Über die IDE kann nicht nur mit einem Mausklick der Quellcode kompiliert und auf dem Galileo gestartet, sondern auch Zeile für Zeile debuggt werden - Out-of-the-Box. Bei anderen Plattformen und Umgebungen erfordert so etwas meist Fummelei, zusätzliche Hardware oder Geld.

Netter, sofakompatibler Nebenaspekt: Da die Kommunikation durchgängig über das Netzwerk erfolgt, muss der Galileo zum Programmieren nicht per - stets zu kurzem - USB-Kabel mit dem Rechner verbunden sein.

Arduino-Sketches jetzt als Windows-Programme

Aktuell ist die Programmierung und Ansprache der GPIO-Pins nur mit Visual C++ möglich. Um es Einsteigern leichter zu machen, gibt es auch eine "arduino.h", welche die bekannten Methoden des Wiring-APIs des Arduinos emuliert.
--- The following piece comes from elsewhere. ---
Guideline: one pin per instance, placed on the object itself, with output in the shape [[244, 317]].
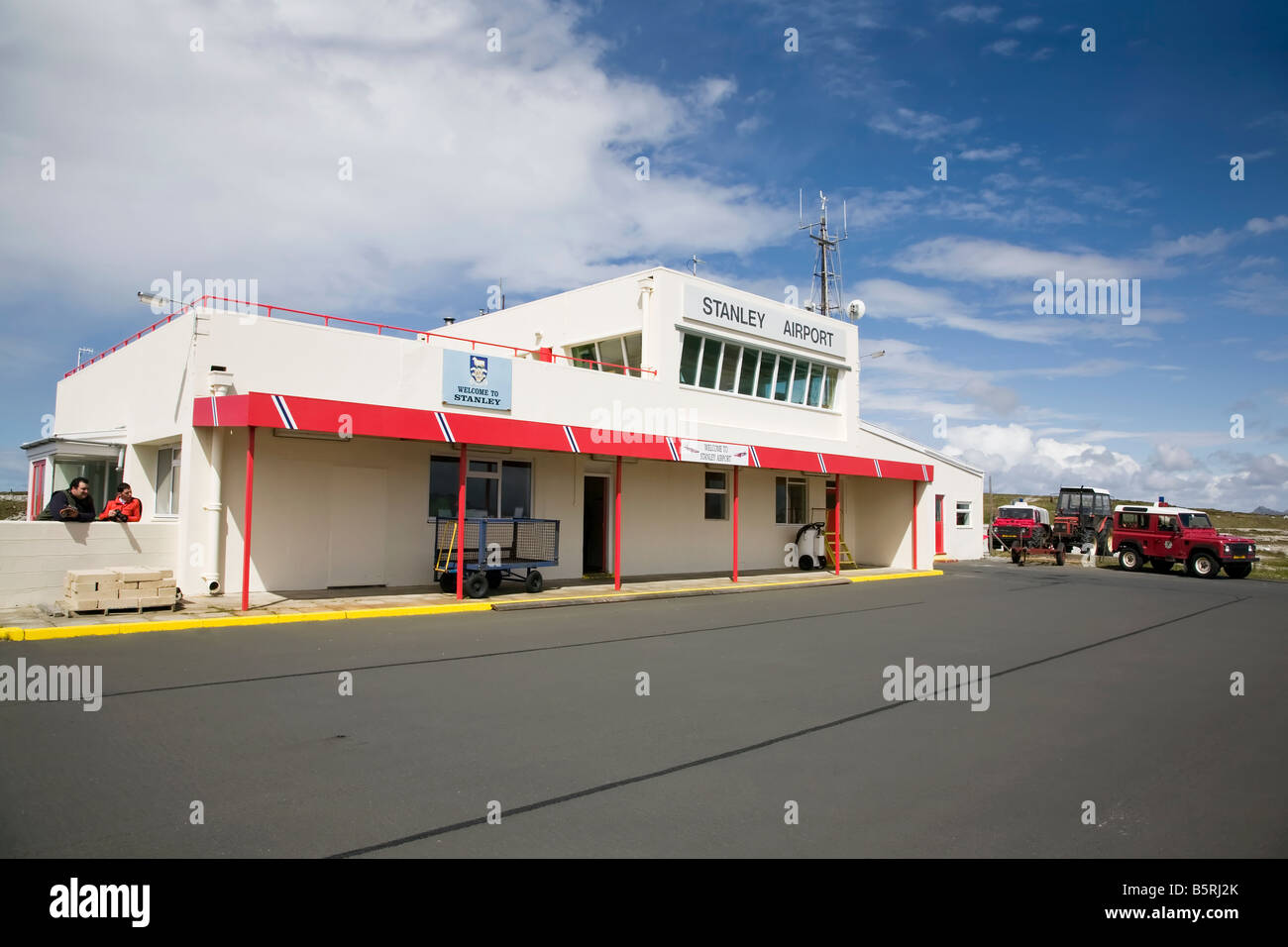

Im Gegensatz zur Arduino-IDE versucht Visual Studio, die C++-Basis der Sketches nicht zu verbergen, wie am Quellcode-Template von VS deutlich wird:

#include "stdafx.h" #include "arduino.h" int _tmain(int argc, TCHAR* argv[]) { return RunArduinoSketch(); } int led = 13; void setup() { pinMode(led, OUTPUT); } void loop() { digitalWrite(led, LOW); // ... }

Infolgedessen reicht ein einfaches Copy-and-Paste bestehender Sketches nicht unbedingt aus, sondern erfordert unter Umständen kleinere Nacharbeiten, um den strengeren Kompilieranforderungen des VS-Compilers zu genügen. Bei der Einbindung von Arduino-Bibliotheken Dritter sollte es wenig Probleme geben, da sie zumeist direkt in C umgesetzt wurden.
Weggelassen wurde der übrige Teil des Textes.